NZD: Broad range trading likely to continue – RBC CM
Adam Cole, Research Analyst at RBC Capital Markets, suggests that NZD has traded a very broad range in 2017 so far, but in net terms, is a middle-of-the-pack performer amongst G10 currencies after January’s strong rally reversed sharply in February (not an unusual trading pattern).
Key Quotes
“NZD’s mixed performance continues to defy an unambiguously negative interest rate dynamic relative to the US, which we continue to rationalise through demand for yield in what, despite the slight back-up in rates since the US election, remains a very low global yield environment.”
“Domestic news flow in recent weeks has been moderately negative.

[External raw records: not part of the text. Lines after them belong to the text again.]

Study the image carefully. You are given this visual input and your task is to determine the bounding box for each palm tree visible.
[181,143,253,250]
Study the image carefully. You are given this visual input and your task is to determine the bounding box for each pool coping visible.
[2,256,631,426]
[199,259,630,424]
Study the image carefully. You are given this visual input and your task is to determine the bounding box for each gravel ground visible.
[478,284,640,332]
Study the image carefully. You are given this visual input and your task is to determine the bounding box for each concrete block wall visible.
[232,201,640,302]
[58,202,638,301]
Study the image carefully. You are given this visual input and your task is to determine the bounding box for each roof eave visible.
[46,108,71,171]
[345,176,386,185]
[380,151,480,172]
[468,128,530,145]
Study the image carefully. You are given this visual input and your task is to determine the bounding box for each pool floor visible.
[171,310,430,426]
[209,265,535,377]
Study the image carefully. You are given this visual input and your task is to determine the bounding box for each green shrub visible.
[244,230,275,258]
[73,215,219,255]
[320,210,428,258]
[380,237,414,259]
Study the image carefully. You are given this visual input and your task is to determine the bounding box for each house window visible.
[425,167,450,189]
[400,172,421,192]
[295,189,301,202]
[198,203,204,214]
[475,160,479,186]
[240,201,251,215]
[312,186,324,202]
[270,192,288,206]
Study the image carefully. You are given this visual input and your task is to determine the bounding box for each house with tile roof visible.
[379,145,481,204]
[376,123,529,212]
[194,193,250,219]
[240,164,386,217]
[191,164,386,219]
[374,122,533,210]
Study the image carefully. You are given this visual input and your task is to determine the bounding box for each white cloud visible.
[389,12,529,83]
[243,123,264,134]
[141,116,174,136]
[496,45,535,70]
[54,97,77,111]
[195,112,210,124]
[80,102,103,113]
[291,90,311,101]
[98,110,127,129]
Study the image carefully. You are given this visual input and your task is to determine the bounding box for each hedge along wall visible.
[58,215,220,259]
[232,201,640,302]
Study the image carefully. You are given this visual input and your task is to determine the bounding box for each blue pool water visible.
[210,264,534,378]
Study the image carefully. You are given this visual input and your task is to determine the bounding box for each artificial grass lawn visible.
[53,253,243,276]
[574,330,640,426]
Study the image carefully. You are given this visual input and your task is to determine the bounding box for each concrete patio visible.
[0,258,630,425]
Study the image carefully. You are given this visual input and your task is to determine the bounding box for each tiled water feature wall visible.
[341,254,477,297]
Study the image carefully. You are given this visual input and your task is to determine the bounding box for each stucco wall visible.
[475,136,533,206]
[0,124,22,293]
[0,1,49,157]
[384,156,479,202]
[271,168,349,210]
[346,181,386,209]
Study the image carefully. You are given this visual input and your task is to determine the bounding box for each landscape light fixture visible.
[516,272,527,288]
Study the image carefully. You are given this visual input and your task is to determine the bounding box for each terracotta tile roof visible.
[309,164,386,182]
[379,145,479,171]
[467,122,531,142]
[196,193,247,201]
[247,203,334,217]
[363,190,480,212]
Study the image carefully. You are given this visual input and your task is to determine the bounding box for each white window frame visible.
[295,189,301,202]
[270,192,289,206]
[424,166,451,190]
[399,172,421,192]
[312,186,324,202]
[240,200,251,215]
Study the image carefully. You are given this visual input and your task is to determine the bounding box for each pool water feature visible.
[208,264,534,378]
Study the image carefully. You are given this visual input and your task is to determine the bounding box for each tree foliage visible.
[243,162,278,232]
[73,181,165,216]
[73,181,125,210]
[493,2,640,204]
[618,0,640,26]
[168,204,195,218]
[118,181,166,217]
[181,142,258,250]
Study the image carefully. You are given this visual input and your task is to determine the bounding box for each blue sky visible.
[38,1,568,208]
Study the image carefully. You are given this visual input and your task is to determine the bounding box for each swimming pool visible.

The RBNZ kept rates unchanged at its February policy meeting, but it also retained a mild easing bias, with the Governor noting “… policy may need to adjust accordingly” and it revised its inflation forecasts lower at the policy-relevant horizon. Subsequent data releases have been on the soft side. Despite these developments, the forward curve in New Zealand has been dragged higher by higher US rate expectations and attaches a negligible probability to a near-term rate cut and on a one year horizon is fully priced for a 25bp hike. This is far ahead of the late-2019 hike implied by the RBNZ’s forecast.”
“Our economists remain of the view that the next move will be down as wage inflation remains weak and the resurgent NZD will continue to weigh on tradables inflation. As the housing market slows and takes headline growth with it, the RBNZ will be forced to cut. This development, counterbalanced by the recurring bid under NZD that results from its outright yield, will likely keep NZD within its recent range through Q2.”